BIOETHICS AND THE BRAIN
Blogging on Corante's The Loom, Carl Zimmer calls attention to yet another flaw in the Kass Commission's anti-scientific approach to its subject:
Kass stumbled on another count, one that I think speaks to a profound problem with the council and one that I havent read much comment on. Kass claimed that Blackburn had to be replaced because the council will now be focusing on neuroscience, rather than reproduction and genetics, Blackburn's areas of expertise. If thats true, then the council is not ready for a shift to the brain. If the Bush administration wanted to beef up the council's neuroscience credentials, surely they would have replaced Blackburn and May with neuroscientists. They did not. In fact, the council as it's now constituted has only one member who does research on neuroscience.
Even more troubling, though, is the indifference the council has shown to what neuroscience tells us about bioethics itself.
Kass has written in the past about how we should base our moral judgments in part on what he calls "the wisdom of repugnance." In other words, the feeling you get in your bones that something is wrong is a reliable guide to what really is wrong. The Council on Bioethics embraces Kass's philosophy. They have declared that happiness exists to let us recognize what is good in life, while real anger and sadness reveal to us what is evil and unjust. "Emotional flourishing of human beings in this world requires that feelings jibe with the truth of things, both as effect and as cause," they write. By extension, repugnance is a good guide for making decisions about bioethics. If cloning gives you the creeps, its wrong.

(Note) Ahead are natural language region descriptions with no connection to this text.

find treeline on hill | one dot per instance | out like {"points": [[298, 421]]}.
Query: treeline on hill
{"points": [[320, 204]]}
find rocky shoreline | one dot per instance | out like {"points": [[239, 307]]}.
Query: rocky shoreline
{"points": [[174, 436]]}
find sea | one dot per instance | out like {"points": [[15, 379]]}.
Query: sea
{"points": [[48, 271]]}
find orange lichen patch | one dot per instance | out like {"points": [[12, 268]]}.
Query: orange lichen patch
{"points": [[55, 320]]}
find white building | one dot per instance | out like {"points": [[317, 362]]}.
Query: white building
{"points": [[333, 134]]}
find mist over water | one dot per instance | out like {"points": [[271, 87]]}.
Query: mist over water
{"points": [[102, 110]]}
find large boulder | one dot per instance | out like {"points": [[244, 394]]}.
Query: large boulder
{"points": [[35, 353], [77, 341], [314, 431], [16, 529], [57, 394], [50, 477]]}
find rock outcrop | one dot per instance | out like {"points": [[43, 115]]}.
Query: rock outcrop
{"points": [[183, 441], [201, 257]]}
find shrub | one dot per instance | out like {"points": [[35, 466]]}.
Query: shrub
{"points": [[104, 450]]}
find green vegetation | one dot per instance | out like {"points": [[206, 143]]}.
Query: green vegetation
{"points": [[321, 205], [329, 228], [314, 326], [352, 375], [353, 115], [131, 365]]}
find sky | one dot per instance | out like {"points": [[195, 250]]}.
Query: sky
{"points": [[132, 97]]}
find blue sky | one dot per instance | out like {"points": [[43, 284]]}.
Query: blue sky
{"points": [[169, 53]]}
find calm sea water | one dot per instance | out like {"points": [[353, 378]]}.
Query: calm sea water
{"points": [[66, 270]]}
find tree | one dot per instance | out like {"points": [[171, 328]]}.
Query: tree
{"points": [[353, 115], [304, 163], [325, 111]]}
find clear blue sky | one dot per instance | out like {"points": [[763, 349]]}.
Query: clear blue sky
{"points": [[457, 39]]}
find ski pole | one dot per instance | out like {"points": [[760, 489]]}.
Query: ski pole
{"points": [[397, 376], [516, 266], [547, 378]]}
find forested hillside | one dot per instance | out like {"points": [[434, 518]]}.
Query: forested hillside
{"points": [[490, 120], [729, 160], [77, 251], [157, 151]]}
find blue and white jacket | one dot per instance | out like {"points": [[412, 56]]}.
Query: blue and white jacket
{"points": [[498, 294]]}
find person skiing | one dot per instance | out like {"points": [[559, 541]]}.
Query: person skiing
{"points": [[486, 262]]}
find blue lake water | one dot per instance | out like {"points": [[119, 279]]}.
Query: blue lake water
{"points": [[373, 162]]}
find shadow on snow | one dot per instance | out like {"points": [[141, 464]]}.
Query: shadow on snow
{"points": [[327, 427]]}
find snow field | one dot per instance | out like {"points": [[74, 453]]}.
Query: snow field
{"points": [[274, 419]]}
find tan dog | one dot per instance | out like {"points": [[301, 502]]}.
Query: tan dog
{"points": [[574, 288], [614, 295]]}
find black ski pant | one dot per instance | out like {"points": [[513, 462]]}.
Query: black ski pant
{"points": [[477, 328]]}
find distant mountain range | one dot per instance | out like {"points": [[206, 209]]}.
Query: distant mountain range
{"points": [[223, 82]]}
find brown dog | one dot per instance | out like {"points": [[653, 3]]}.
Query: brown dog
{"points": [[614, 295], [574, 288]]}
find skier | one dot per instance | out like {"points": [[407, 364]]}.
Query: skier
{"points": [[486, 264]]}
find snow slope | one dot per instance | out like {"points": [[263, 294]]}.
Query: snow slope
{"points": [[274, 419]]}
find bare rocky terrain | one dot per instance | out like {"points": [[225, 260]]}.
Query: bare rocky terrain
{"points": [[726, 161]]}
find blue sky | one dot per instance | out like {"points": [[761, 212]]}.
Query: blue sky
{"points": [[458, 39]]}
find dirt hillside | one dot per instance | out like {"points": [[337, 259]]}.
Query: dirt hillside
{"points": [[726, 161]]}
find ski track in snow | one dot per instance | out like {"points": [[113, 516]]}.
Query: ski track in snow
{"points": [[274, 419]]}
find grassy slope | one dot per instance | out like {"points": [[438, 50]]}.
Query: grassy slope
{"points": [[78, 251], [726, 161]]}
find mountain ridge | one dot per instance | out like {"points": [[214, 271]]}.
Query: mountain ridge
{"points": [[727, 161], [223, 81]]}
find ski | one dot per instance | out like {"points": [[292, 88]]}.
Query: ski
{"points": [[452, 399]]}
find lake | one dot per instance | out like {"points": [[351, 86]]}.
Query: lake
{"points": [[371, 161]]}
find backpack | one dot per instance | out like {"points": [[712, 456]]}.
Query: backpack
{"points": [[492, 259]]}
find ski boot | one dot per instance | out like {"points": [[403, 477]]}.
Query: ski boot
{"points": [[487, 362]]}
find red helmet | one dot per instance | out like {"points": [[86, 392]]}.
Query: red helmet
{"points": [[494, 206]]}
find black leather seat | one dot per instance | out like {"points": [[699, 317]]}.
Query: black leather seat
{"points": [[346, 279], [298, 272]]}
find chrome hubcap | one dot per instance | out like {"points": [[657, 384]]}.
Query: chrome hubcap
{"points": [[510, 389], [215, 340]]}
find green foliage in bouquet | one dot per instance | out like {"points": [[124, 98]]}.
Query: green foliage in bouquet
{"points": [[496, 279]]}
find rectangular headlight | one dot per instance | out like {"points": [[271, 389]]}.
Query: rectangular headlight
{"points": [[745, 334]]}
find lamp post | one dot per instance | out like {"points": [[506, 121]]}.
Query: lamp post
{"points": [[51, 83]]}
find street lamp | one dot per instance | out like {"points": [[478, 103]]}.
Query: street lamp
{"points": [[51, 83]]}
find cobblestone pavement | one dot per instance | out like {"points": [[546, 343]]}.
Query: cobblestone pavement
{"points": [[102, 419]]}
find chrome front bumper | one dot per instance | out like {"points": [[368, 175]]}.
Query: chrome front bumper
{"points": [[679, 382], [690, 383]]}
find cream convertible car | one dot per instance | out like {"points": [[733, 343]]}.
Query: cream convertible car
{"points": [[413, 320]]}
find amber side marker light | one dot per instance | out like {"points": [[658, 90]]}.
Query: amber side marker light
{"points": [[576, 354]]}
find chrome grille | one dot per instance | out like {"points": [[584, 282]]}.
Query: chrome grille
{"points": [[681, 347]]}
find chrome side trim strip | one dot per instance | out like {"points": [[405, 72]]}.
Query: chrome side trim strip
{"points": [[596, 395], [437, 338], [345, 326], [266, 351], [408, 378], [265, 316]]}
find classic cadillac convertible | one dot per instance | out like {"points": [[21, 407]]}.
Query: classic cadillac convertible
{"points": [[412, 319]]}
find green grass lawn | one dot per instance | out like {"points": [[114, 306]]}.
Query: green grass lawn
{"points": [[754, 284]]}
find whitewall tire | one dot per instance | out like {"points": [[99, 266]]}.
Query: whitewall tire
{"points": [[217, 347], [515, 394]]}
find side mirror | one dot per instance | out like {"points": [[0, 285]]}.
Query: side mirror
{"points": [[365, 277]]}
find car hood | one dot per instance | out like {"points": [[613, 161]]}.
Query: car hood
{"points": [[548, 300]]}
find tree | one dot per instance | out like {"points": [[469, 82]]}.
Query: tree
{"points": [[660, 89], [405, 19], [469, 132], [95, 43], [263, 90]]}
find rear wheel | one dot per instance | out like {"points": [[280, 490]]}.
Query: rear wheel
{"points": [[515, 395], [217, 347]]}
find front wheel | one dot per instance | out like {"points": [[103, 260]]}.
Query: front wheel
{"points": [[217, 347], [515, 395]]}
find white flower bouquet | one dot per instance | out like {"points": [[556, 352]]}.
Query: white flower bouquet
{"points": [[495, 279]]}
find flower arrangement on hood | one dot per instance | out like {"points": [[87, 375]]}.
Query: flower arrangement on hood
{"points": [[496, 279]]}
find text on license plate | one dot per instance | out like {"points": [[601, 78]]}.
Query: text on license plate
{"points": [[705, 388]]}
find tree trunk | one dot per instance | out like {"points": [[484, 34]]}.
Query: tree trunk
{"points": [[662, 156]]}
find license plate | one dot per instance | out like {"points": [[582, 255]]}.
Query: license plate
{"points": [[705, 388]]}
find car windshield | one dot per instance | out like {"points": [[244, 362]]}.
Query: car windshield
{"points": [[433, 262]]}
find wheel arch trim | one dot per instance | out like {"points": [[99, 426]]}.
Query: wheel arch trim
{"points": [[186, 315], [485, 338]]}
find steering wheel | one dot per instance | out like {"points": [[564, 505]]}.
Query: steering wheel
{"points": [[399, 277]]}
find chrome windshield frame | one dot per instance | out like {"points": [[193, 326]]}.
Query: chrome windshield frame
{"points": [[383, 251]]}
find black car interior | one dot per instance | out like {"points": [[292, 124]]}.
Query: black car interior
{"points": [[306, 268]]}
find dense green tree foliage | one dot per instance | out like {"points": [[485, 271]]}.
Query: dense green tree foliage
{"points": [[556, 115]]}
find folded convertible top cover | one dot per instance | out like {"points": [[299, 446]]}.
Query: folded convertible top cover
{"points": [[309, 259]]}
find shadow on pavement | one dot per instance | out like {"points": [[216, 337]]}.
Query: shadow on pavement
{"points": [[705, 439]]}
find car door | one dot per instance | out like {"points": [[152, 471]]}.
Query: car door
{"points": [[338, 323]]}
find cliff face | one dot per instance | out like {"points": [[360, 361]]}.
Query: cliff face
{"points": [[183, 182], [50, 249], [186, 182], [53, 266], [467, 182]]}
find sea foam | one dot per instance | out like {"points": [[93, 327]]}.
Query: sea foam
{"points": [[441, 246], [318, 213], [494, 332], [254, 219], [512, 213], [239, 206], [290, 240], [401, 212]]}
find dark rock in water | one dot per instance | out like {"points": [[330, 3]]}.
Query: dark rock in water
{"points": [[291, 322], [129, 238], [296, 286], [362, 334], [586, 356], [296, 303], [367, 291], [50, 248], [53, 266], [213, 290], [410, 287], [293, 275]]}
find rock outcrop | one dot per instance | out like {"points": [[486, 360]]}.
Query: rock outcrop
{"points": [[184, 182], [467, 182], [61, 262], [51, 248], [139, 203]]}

But what exactly produces those creeps? In recent years neuroscientists and psychologists have made huge strides in understanding both emotions and moral judgments. They've scanned people's brains as they decide whether things are right or wrong; they've looked at the brain's neurochemistry, and they've gotten insights from the brains of animals and the fossils of ancient hominids as well. And their conclusions seriously undermine the philosophy of the council.
Read the whole post and its links. Of course, this irreverently materialist approach to the brain is exactly what we can expect the Kass Commission to attack next. Get ready to hear about how authentic human beings don't take Prozac.